How To Fine-Tune A Large Language Model (Step-By-Step)

How To Fine-Tune A Large Language Model (Step-By-Step)

🎙 Matt Wolfe 👥 1.0M 📅 November 14, 2025 ⏱ 28 min 👁 39K 📄 tutorial 🧭 2026-08-28
Available in: English (current) Français

Keywords

fine-tuningLLMNebiusLlamatweets

Summary

This video by Matt Wolfe provides a comprehensive, step-by-step tutorial on fine-tuning a large language model (LLM) to mimic a specific writing style. The host explains the difference between fine-tuning and RAG, then demonstrates the process using his own tweets and YouTube transcripts. He covers data collection (exporting X/Twitter data), data preparation (using ChatGPT to format into JSONL), and the fine-tuning process on the Nebius platform. The tutorial includes practical tips on model selection (e.g., Llama 3.3 7B vs 70B), hyperparameter settings, and cost considerations. The video concludes with a side-by-side comparison of outputs from fine-tuned and base models, highlighting the stylistic improvements. The host also mentions a sponsorship segment for Notion.

112 words

Critical Evaluation

Value of the Information & Strength of the Argument

The video offers valuable, actionable information for creators and practitioners interested in personalizing AI outputs. The step-by-step approach is clear and easy to follow, with real-world examples and cost breakdowns. The argumentation is practical, based on the host’s own experiments, and effectively demonstrates the value of fine-tuning for style transfer. However, the video lacks a critical analysis of limitations, such as potential biases in training data or the risk of overfitting, and does not compare with alternative fine-tuning methods or platforms.

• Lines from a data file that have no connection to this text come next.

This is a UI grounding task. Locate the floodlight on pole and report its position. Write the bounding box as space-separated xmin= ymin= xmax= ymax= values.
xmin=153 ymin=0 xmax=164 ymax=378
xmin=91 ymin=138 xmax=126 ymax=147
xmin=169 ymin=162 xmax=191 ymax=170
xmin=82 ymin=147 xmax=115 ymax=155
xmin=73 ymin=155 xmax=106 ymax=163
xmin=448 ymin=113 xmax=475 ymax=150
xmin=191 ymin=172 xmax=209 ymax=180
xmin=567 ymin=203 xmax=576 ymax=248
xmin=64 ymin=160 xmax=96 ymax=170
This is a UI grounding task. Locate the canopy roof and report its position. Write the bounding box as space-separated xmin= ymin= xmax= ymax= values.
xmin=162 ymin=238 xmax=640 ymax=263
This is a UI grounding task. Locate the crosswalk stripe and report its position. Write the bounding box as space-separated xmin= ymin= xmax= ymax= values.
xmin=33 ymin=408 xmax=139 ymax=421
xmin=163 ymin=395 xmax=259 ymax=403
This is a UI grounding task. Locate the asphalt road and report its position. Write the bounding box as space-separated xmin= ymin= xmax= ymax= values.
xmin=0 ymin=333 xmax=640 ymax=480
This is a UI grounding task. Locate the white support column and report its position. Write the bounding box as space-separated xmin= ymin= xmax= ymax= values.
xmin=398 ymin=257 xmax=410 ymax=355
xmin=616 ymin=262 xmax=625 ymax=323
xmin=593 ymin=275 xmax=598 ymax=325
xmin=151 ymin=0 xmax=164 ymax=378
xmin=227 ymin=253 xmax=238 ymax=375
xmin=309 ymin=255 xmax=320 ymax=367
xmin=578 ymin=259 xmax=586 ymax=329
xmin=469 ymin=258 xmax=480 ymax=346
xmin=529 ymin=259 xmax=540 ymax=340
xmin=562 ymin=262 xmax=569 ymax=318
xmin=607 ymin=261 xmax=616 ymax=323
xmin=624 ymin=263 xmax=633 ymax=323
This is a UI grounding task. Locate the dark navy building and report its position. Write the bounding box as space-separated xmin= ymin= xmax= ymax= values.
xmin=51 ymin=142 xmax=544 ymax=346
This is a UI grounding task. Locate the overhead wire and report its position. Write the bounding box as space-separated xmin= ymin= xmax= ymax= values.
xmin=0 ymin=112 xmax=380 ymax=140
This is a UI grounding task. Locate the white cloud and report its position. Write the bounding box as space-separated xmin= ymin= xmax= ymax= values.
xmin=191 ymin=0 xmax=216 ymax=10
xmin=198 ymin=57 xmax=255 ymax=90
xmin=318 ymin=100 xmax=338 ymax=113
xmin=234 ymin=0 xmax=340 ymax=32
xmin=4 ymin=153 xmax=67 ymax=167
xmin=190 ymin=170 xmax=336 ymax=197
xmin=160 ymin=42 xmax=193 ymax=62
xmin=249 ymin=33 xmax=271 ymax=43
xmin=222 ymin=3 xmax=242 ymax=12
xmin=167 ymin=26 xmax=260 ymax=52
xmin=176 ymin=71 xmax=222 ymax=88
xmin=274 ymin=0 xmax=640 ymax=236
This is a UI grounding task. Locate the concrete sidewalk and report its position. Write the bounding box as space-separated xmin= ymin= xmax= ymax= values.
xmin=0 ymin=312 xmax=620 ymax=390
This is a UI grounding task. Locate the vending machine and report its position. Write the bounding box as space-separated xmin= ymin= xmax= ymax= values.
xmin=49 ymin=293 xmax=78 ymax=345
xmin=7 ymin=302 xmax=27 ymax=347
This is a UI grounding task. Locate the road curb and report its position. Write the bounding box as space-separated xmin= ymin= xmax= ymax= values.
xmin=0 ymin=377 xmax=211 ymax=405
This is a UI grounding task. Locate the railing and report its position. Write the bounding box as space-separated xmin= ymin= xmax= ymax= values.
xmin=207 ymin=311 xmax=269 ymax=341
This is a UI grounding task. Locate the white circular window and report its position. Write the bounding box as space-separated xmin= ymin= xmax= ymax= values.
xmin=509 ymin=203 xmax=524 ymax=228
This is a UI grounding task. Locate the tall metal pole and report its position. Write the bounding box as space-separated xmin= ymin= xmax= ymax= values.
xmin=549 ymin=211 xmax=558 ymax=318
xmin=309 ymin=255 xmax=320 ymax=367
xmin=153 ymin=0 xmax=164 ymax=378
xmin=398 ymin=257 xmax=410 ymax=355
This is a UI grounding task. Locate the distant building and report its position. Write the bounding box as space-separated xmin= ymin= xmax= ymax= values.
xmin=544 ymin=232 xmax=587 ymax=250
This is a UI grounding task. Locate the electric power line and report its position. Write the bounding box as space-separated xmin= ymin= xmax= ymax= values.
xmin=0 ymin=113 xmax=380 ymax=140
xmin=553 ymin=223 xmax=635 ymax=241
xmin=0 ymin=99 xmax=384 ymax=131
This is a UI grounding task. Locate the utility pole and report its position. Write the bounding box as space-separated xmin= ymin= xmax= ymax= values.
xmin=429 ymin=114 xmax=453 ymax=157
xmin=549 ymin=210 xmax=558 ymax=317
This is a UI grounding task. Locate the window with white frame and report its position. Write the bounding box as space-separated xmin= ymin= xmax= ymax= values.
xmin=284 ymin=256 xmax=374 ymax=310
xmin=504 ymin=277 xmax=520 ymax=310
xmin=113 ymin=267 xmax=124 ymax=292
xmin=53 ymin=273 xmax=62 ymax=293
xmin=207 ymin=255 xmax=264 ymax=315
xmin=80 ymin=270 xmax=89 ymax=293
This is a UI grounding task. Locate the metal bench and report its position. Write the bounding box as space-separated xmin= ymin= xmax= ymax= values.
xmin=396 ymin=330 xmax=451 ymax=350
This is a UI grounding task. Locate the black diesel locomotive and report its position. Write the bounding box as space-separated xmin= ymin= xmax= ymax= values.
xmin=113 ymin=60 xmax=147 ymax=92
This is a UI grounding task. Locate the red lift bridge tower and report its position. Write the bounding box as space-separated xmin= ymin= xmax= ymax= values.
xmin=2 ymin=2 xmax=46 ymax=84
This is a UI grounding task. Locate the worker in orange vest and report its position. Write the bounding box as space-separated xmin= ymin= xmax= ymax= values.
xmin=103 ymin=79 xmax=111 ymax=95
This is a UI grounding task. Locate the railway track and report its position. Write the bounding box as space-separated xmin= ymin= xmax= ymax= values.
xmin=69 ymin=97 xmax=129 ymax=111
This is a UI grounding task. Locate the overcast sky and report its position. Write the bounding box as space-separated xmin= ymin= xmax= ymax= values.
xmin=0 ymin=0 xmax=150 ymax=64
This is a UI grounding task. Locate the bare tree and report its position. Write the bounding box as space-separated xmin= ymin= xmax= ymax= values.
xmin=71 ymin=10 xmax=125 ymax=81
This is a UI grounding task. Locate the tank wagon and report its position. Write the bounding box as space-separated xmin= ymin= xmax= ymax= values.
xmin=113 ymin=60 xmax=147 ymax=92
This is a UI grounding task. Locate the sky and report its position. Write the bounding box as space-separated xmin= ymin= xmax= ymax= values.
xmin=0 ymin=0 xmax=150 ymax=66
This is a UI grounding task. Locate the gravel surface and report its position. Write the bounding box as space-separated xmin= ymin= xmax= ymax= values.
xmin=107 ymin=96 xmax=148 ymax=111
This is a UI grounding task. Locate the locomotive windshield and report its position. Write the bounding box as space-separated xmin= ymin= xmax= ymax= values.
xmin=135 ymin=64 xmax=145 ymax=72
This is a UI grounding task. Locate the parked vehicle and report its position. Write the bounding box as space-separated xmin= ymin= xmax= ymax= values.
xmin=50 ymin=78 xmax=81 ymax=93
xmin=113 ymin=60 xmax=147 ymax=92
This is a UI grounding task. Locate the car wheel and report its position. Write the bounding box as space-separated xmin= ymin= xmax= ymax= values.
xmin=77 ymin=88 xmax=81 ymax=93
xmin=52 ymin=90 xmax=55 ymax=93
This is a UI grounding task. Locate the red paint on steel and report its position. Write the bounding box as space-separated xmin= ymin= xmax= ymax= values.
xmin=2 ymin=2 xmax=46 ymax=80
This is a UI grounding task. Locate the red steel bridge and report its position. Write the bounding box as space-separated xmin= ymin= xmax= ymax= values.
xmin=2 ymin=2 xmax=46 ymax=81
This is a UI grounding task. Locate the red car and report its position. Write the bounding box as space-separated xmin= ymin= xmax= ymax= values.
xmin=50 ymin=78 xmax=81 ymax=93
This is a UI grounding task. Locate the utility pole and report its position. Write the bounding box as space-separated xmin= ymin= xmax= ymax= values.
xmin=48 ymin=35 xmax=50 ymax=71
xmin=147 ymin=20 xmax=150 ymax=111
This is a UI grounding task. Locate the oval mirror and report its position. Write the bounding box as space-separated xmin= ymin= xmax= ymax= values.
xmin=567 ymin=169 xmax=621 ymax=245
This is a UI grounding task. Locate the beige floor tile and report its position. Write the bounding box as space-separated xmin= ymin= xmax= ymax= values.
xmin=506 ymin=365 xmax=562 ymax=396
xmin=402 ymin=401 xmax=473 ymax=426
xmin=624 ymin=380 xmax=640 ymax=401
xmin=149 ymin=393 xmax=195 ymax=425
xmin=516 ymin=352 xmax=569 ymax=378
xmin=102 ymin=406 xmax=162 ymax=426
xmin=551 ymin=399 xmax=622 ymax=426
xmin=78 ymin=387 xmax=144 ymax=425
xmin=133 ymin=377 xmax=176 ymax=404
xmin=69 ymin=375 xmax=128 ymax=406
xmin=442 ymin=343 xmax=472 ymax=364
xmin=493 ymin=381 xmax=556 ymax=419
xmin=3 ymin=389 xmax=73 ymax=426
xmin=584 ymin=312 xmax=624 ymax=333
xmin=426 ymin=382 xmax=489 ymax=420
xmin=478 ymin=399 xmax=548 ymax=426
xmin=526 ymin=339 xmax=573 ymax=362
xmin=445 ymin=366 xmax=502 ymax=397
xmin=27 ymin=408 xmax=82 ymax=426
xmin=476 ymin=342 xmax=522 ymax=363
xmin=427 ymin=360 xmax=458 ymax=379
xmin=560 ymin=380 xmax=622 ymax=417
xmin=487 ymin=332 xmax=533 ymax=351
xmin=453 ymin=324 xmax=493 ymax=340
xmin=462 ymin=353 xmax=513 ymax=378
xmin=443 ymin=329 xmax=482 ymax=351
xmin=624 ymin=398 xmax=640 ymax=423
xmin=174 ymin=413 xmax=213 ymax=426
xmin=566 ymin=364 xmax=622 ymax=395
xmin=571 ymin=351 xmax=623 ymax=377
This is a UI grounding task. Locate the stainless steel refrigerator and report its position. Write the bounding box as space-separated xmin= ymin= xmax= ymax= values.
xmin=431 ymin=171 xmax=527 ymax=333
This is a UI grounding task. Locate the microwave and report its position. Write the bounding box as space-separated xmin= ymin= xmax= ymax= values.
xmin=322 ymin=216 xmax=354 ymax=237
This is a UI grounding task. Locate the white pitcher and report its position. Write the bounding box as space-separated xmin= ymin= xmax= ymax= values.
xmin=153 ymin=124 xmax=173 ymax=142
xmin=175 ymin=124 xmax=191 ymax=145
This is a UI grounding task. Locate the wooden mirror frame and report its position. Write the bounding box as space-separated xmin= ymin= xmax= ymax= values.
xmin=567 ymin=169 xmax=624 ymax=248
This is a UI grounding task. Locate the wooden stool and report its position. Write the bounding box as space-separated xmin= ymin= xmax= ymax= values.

Scientific Rigor, Source Quality, Title Accuracy

The video is a tutorial rather than a scientific study, so it does not cite academic sources. The host references the Nebius platform and mentions a blog post for hyperparameter recommendations, but does not provide specific URLs. The title accurately reflects the content. The video includes a sponsorship segment for Notion, which is clearly disclosed. The host’s approach is transparent, showing both successes and limitations (e.g., formatting issues, overfitting). However, the lack of citations and reliance on anecdotal evidence limits its scientific rigor.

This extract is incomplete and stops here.